Le président Ali Bongo reste convaincu qu’il y a lieu d’offrir à tous les jeunes, les moyens de pourvoir à leurs besoins. « Aujourd’hui, tout bouge avec ou sans nous. Si c’est sans nous, ce serait contre nous et contre les intérêts de la jeunesse qui souhaite légitimement un avenir radieux et en toute confiance », lance Ali Bongo. Dans un pays comme le Cameroun où, l’âge de la « maturité » se conjugue quand on a atteint la cinquantaine, dans un contexte où, c’est à cet âge qu’on est en droit de prétendre à une promotion, Ali Bongo brise les tabous. Se projetant dans une vision futuriste, il affirme que la jeunesse africaine, a besoin que son avis et ses suggestions soient pris en compte par les pouvoirs publics. « Le progrès auquel aspire la jeunesse africaine c’est-à-dire nos dirigeants de demain, doit être placé au cœur des gouvernants africains que nous sommes. Pour ma part, je reste convaincu que les jeunes africains peuvent changer le monde et doivent changer le monde » ajoute-il.

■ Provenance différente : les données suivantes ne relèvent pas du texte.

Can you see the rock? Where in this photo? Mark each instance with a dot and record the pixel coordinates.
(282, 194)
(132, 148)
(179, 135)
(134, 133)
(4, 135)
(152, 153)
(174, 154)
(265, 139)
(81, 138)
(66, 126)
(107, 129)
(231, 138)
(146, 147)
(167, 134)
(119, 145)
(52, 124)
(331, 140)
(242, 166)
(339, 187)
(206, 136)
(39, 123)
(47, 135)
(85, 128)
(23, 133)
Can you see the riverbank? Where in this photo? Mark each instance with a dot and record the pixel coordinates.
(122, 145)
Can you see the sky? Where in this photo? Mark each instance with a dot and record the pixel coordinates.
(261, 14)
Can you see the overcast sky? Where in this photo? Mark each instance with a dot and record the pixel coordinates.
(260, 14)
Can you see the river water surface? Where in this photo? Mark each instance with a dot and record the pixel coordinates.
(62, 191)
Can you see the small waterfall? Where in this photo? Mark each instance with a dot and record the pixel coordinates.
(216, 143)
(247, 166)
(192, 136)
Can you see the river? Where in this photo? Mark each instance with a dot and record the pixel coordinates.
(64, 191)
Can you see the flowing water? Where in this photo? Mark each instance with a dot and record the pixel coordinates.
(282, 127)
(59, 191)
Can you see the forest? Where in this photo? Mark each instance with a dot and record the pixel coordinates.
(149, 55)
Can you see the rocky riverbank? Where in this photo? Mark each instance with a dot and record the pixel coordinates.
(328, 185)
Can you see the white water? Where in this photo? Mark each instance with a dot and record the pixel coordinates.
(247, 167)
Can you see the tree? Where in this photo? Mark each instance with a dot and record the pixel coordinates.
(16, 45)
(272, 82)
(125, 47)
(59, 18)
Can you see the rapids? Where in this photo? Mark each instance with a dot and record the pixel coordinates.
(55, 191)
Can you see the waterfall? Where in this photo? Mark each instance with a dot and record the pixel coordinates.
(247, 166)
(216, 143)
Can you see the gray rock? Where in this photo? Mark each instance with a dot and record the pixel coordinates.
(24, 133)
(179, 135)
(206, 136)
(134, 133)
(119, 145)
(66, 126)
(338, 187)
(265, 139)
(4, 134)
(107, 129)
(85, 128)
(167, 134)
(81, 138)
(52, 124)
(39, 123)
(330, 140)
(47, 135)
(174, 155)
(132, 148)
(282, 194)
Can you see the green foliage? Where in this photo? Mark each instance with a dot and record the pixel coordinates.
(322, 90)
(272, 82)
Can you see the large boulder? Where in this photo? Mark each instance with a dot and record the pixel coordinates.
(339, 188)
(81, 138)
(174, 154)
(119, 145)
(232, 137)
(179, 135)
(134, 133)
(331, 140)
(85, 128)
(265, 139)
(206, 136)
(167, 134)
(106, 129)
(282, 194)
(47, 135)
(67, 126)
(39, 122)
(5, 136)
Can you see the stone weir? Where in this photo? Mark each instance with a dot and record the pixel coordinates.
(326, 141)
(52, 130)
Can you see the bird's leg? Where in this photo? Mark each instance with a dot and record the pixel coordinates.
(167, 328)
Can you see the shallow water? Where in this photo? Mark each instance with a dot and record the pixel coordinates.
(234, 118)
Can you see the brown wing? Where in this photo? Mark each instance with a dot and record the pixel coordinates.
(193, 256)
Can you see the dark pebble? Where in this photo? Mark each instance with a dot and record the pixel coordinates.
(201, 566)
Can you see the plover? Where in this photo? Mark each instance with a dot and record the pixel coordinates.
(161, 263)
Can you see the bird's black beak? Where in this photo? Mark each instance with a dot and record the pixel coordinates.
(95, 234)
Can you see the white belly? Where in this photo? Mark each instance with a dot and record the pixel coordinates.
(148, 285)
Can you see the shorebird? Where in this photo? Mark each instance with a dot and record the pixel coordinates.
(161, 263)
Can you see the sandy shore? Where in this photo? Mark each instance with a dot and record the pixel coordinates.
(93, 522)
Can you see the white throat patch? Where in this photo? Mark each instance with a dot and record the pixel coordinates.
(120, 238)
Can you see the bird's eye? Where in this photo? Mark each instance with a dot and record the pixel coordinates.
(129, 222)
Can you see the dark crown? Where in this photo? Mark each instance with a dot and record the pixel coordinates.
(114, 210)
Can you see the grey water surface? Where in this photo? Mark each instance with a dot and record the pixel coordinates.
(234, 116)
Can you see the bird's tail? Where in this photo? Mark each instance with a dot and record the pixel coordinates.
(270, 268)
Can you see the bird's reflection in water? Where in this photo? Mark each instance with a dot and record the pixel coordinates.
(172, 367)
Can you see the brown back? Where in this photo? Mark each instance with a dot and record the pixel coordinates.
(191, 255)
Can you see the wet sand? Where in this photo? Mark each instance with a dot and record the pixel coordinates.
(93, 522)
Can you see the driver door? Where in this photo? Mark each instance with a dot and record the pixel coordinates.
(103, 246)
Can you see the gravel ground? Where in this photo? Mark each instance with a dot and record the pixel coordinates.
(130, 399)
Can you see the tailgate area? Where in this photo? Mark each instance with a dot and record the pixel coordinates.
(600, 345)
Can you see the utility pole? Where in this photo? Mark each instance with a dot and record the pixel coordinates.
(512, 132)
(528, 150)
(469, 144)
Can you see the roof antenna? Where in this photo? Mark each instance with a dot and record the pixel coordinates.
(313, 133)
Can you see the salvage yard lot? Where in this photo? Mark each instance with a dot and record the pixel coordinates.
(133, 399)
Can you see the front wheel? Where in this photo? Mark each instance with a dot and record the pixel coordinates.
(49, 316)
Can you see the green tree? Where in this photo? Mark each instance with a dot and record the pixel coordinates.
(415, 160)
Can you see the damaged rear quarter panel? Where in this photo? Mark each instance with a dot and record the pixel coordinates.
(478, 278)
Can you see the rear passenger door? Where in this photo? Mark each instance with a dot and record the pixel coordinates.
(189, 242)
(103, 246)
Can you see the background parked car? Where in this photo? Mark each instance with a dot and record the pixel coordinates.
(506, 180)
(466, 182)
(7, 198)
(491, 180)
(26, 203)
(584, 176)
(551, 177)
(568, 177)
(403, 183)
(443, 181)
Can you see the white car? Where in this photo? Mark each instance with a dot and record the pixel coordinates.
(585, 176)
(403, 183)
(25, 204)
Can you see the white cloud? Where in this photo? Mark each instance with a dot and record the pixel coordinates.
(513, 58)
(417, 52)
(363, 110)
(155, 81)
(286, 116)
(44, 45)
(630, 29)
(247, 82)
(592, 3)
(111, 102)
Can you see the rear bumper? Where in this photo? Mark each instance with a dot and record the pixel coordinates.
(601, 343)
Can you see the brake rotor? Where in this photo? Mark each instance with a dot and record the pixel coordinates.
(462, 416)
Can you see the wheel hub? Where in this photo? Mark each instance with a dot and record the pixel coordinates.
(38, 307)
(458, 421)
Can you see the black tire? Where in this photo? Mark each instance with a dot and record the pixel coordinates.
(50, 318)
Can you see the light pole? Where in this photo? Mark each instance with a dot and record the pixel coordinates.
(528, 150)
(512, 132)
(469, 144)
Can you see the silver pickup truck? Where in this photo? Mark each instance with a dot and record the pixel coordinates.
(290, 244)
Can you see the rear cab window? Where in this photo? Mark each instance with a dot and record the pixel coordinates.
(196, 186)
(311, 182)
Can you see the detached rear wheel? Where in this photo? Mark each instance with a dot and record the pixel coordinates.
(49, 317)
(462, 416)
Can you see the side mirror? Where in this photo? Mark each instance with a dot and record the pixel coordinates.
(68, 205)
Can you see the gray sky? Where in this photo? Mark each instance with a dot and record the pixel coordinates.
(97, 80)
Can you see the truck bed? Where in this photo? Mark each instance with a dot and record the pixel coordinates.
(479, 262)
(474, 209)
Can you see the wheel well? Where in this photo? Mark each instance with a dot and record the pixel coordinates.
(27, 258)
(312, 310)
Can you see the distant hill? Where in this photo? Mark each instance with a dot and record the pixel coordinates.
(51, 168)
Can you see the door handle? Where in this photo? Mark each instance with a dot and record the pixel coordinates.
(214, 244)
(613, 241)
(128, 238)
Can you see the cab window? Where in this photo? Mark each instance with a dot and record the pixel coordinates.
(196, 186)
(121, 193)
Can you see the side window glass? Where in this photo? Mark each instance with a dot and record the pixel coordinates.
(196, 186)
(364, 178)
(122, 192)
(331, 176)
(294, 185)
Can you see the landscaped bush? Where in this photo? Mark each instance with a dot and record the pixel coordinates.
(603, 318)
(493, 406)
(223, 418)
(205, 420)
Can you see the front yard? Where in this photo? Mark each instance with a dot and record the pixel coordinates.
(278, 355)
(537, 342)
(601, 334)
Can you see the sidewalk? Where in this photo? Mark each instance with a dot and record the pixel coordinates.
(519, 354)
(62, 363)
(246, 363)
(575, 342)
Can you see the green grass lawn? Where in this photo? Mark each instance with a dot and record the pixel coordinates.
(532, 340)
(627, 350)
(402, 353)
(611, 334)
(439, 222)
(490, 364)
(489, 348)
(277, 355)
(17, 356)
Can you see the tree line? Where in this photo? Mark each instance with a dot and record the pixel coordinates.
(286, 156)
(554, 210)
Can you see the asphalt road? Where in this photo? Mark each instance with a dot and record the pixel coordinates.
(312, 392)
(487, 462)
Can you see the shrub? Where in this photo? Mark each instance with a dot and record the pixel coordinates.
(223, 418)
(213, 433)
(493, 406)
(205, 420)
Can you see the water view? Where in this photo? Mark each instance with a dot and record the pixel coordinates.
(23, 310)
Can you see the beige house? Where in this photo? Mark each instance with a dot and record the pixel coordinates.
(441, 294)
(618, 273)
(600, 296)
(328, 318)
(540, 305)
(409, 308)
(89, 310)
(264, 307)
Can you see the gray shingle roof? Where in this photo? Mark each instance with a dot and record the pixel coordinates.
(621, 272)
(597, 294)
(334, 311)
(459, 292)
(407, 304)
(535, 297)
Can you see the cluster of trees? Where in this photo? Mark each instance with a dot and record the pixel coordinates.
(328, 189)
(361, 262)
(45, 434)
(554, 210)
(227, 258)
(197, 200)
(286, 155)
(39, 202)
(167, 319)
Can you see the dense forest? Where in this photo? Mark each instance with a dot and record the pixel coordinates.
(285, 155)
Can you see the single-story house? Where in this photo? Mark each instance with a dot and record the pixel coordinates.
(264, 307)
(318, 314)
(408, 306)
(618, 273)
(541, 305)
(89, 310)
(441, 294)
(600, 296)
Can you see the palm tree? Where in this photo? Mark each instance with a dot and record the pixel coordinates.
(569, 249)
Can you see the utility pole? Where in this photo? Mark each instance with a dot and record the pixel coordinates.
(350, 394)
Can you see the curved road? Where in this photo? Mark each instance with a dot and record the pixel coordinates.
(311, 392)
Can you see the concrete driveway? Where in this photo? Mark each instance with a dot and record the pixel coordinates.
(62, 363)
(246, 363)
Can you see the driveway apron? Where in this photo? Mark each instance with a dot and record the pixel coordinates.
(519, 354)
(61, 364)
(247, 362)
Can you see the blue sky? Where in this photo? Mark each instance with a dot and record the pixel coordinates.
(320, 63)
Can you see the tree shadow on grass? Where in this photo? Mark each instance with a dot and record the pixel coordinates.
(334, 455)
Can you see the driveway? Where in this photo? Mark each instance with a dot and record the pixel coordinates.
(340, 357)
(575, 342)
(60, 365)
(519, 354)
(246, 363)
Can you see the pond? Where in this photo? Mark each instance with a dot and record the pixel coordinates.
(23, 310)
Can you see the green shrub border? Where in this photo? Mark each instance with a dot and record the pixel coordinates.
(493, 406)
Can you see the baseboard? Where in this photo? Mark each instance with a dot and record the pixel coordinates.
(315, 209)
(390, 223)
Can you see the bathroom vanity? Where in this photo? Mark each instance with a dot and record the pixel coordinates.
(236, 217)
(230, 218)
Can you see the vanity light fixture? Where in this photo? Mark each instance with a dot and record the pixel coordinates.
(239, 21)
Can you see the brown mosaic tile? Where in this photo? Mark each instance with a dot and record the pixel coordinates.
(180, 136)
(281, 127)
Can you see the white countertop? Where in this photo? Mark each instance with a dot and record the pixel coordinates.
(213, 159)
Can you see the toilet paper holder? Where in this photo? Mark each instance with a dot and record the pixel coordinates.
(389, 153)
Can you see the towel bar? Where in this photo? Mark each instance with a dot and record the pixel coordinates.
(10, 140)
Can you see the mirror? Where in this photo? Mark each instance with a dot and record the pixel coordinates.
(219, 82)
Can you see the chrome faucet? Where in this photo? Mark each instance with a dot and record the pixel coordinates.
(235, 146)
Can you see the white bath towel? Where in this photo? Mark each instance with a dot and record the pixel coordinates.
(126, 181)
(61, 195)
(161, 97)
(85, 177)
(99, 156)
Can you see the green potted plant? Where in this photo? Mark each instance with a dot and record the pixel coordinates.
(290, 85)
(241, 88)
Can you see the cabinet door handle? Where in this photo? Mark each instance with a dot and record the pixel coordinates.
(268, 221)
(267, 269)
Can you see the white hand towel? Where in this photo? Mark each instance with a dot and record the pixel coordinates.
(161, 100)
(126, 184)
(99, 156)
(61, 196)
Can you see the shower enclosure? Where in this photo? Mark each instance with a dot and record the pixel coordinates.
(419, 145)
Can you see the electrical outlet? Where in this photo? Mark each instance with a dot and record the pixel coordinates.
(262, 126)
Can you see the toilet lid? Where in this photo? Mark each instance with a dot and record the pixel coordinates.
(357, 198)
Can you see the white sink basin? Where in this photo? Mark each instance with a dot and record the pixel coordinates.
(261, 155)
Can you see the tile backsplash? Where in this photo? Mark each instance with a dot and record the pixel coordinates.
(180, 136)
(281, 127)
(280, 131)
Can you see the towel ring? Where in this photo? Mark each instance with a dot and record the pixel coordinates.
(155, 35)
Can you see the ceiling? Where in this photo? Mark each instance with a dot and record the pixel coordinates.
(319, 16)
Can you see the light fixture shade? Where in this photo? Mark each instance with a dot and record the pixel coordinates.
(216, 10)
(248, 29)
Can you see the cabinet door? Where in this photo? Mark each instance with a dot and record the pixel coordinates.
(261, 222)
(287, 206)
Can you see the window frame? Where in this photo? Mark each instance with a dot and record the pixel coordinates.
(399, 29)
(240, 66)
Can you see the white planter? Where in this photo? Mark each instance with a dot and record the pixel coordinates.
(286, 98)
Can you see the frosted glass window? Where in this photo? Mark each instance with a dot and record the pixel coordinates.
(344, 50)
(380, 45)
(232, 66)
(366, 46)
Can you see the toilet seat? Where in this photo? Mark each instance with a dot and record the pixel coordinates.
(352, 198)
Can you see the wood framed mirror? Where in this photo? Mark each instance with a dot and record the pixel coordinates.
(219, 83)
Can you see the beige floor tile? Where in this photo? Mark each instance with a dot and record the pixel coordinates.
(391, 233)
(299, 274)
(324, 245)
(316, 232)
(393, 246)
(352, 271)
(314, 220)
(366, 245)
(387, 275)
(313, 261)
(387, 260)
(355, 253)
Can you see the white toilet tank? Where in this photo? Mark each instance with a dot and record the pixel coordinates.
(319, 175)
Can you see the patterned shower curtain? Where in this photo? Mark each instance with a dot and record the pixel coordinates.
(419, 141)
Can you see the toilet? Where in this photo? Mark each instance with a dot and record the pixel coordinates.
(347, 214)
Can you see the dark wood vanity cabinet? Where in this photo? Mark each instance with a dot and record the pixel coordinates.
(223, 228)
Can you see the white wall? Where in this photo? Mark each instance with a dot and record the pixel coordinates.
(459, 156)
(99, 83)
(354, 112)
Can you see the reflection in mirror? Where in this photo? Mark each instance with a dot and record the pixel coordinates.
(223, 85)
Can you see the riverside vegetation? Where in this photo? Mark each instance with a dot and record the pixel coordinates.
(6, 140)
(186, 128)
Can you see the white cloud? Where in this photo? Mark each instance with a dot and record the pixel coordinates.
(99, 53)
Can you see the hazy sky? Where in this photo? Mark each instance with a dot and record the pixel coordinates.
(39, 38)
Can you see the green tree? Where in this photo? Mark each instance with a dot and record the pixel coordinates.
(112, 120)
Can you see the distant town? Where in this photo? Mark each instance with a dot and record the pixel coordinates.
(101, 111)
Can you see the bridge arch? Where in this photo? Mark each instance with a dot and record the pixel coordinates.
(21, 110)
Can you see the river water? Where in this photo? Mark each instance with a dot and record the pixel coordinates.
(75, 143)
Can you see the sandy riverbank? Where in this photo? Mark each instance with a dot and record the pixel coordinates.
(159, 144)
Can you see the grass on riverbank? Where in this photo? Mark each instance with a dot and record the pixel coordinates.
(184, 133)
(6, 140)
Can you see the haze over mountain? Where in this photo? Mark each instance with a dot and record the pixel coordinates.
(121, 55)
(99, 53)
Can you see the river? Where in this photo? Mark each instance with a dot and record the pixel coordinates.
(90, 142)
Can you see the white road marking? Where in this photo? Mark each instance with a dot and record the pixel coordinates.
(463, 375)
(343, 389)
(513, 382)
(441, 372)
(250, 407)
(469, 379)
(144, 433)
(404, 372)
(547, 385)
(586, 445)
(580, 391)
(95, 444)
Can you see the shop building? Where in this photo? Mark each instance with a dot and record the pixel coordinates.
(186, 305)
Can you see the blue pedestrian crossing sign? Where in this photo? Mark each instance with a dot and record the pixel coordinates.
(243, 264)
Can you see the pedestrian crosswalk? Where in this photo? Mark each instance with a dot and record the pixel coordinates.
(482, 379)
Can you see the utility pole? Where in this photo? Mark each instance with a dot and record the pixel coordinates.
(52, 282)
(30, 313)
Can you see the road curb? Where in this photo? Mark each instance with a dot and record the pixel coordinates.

40% du budget à l’épanouissement de la jeunesse
Se voulant rassurant et pour montrer que si la volonté politique met un frein à certains appétits de pouvoir, les plans de développement de la jeunesse peuvent être dégagés, le président Ali Bongo n’a pas fait que s’ériger en moralisateur des consciences. En plus de conforter le président Paul Biya sur le leadership du Cameroun dans la sous-région Afrique centrale et le rôle de locomotive que ce pays est amené à jouer, le président gabonais donne les raisons de son déplacement. « Je suis venu dire au peuple camerounais la volonté du peuple gabonais de travailler avec lui main dans la main, pour des ambitions de coprospérité ». Mais cet appel de pied en direction du peuple camerounais, ne l’éloigne pas de son sujet initial. Le président gabonais clame sa foi en une jeunesse africaine, celle qui dirigera l’Afrique de demain ; un continent de tous les enjeux, dont la capacité à s’éveiller dans la prospérité et le bonheur ne fait l’objet d’aucun doute. Dans une démonstration par l’exemple, Ali Bongo ira jusqu’à arracher la vedette à tous lorsqu’il annonce avoir pour ambition de donner les moyens de l’autonomie à la jeunesse de son pays. Allant d’une voix de stentor, il affirme avec beaucoup de fierté et de zèle, avoir fortement recommandé que dans le cadre de la loi des finances 2010, 40% du budget de l’Etat soient accordé à la réalisation des projets d’éducation, de formation et de réinsertion au profit de la jeunesse.